The Last Namsara, by Kristen Ciccarelli (Gollancz, 2017)
The Last Namsara’s biggest problem is its title. It’s descriptive, but hardly grabbing. If you don’t know what a namsara is then it won’t be of much interest.
However, an alternative would probably have “dragon” in the title and that might put even more people off.
The German edition is Der Sturm naht (The Storm is Approaching). Maybe that would work.
But with that quibble out of the way, let me say that this is an enchanting YA fantasy by a debut author.
Ciccarelli’s greatest achievement is finding something new to say about dragons. Any dracopositive book stands or falls on how well it does it: new and interesting, middling and meh, or tired old fantasy trope? These ones are firmly in the former category. In the book’s prehistory they were valued friends of humanity. Now they are vermin: vicious, fire-breathing and sub-intelligent. As the story progresses, we begin to discern their true position. And they have a taste for stories, the older, the better. Telling a story is how you call them down from the skies to be ridden as allies – or lure them out of their lairs to be slain. In the very first line we get Asha, the most ruthless dragon hunter of her generation, doing precisely that. Ciccarelli gets her hooks in early.
But the dragons, like Asha, are the victims of lies that have distorted the natural order. Her home is in the grip of a culture based on lies – otherwise known as untrue stories – in an Orwellian, “this has always been the case” sort of way. We learn that the lies only go back to Asha’s childhood, and she’s no more than 18, so less than a generation, and we might stop and ask, hang on, can lies get such a grip on a culture so quickly?
Well, yes, they can: look over the Atlantic … Okay, now get back to the book.
Asha is a conundrum. When we meet her she is a champion dragon hunter, ruthless and successful without being respected, but the lies have created a persona for her that doesn’t actually fit. Inside that persona she is a lot tougher than outside, but of course (in true story fashion) she has to step outside it to grow as a person.

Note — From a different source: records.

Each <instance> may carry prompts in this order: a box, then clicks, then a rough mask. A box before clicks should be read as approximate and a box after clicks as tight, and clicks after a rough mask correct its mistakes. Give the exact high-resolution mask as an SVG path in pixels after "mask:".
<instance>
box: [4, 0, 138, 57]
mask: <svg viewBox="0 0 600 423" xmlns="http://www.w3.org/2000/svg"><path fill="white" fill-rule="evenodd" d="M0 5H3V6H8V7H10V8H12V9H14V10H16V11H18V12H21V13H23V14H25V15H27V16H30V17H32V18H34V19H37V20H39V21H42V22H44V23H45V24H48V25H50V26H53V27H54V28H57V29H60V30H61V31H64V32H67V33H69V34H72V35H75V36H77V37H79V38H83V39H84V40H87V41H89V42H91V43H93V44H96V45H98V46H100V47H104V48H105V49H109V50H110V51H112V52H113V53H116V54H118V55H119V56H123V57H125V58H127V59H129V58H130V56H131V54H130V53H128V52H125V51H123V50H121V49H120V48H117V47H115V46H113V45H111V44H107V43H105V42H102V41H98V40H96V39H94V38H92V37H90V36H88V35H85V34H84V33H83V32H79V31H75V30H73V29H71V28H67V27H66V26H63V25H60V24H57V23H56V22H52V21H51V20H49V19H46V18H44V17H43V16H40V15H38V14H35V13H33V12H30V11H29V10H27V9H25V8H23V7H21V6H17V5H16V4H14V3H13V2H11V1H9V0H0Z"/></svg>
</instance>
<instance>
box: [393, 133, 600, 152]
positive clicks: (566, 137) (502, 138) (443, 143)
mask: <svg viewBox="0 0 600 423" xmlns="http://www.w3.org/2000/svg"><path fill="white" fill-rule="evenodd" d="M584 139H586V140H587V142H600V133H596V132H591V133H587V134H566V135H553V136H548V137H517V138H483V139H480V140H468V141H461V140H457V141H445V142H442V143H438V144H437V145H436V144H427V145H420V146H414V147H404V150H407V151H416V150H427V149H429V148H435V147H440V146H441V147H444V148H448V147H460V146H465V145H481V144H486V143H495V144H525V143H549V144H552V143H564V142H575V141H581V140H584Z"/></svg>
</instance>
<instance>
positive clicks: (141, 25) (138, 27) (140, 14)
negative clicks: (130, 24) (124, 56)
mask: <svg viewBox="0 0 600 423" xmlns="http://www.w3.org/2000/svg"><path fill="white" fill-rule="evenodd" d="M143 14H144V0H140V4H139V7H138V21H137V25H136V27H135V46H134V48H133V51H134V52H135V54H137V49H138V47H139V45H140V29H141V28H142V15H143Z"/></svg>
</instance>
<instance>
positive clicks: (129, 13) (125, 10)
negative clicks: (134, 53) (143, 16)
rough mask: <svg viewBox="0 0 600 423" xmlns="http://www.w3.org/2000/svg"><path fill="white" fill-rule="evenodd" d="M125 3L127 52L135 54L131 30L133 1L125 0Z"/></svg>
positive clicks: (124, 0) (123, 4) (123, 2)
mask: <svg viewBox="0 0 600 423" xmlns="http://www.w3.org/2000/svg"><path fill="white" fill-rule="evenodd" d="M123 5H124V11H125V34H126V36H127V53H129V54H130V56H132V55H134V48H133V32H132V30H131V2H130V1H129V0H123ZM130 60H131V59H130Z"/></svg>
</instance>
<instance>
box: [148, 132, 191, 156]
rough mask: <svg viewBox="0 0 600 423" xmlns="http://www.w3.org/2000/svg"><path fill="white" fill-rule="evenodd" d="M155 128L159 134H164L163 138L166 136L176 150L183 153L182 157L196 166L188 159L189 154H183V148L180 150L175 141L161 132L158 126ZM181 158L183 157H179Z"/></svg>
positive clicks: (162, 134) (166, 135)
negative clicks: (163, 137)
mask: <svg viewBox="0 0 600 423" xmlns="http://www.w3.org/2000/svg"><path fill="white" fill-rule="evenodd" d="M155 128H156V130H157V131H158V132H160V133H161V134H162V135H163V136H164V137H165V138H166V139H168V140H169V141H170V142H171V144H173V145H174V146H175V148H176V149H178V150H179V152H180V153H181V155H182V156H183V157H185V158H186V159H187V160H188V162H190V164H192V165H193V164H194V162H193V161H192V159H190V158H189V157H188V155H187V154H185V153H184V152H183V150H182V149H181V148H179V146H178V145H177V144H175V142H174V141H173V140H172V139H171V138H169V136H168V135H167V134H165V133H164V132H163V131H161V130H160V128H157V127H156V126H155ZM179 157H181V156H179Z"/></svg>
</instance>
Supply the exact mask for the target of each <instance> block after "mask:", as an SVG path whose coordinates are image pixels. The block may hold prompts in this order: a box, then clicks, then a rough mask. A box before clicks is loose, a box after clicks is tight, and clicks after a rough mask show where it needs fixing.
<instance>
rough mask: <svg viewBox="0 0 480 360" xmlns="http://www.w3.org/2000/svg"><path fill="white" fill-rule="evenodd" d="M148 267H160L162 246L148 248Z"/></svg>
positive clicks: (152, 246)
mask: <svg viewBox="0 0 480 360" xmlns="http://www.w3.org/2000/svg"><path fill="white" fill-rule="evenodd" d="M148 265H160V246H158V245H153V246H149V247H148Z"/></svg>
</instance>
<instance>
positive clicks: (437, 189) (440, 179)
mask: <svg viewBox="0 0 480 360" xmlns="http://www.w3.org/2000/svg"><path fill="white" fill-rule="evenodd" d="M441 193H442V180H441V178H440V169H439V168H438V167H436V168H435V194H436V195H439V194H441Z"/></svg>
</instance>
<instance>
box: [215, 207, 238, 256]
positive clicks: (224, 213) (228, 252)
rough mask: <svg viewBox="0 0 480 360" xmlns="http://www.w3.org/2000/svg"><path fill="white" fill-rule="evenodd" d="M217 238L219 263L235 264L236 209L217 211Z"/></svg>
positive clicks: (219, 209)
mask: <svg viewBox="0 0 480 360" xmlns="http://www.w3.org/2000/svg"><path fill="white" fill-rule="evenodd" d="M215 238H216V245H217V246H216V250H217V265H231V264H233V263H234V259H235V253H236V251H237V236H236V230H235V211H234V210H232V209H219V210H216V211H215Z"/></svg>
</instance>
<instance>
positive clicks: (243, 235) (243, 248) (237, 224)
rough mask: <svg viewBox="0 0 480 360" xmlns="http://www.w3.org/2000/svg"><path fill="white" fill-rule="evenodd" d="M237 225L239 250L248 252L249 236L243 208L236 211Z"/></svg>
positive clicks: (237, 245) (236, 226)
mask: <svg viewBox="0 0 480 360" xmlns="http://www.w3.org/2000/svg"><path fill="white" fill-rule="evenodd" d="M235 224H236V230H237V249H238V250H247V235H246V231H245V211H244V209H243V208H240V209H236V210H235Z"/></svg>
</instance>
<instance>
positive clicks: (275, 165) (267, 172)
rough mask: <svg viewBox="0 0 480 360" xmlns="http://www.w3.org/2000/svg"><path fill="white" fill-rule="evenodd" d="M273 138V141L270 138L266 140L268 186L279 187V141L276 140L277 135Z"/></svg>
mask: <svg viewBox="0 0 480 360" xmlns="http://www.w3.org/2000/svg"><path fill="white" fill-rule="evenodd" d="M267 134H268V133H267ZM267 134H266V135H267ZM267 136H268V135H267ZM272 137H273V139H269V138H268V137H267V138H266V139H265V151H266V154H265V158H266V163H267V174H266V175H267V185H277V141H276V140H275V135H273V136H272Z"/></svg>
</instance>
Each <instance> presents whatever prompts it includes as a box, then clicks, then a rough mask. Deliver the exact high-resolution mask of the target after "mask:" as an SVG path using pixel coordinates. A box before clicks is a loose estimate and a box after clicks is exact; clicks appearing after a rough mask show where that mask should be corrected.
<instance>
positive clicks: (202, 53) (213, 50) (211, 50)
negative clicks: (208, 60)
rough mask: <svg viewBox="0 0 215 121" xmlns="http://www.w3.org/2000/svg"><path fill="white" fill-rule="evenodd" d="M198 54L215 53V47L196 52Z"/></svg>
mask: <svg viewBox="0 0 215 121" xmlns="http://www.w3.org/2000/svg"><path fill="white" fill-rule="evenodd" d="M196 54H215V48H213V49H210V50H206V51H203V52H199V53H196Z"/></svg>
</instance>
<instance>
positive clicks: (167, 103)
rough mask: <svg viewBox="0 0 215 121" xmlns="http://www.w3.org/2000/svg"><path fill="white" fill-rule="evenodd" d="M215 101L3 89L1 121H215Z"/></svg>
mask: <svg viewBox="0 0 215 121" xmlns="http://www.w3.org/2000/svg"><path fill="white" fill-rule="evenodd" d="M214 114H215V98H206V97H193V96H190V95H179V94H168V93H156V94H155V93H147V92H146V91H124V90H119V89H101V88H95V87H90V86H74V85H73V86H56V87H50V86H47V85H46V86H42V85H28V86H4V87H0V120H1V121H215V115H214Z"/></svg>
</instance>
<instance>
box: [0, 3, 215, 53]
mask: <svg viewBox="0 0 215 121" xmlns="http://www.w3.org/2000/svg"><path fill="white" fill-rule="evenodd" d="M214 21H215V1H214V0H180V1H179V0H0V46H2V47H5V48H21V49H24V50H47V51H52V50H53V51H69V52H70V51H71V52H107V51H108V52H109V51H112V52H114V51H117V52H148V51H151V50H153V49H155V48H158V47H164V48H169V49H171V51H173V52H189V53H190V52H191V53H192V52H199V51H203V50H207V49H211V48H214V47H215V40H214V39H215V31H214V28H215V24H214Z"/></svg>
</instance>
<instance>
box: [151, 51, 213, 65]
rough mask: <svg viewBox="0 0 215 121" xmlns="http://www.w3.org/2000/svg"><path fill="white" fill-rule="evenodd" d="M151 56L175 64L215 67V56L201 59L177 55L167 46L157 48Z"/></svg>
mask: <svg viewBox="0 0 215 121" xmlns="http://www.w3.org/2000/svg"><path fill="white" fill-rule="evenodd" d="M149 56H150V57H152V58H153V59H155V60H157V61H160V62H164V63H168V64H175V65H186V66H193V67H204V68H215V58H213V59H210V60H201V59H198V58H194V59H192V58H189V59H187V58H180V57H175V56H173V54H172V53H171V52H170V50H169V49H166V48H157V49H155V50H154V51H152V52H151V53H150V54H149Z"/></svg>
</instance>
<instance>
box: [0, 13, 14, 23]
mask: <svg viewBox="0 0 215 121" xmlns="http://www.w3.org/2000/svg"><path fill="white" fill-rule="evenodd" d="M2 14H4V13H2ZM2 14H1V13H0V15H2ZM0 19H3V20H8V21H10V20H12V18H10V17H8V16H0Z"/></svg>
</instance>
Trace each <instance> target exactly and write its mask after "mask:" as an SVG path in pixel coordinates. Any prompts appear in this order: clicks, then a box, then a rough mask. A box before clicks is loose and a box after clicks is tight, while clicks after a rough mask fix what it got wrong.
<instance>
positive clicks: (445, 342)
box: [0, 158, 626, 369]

There is also the philosophical problem of when does a simple recital of facts become a story? Stories are outlawed, but what happens if someone simply asks how your day went? Does it become a story the moment you throw in a slight exaggeration or a bit of imagery? But if stories are made up, what is the difference between a story and an outright lie? Asha herself has an instinctive grasp of this: at a key moment, she summons a dragon simply by describing her present situation – but putting it into the third person and past tense. The fact that her present situation is rather a life and death moment, and she has been through a heck of a lot to get there, adds weight to the story. Maybe that’s why it’s not a lie.
A good story, of course, has a logic that all of its characters must obey, and that goes for Asha too. The ending is bittersweet, with bad banished and good restored but Asha now beyond the pale of her own home due to some of the decisions she has made. In as nice a case of sequel setup as I ever saw, she is exiled, moving on into unfamiliar territory, finding her own story but leaving all the context she has ever known behind. Will the same rules as she worked so hard to determine even still apply in a new land? It will be interesting to see how well Ciccarelli introduces her to pastures new, but I suspect it’s going to work.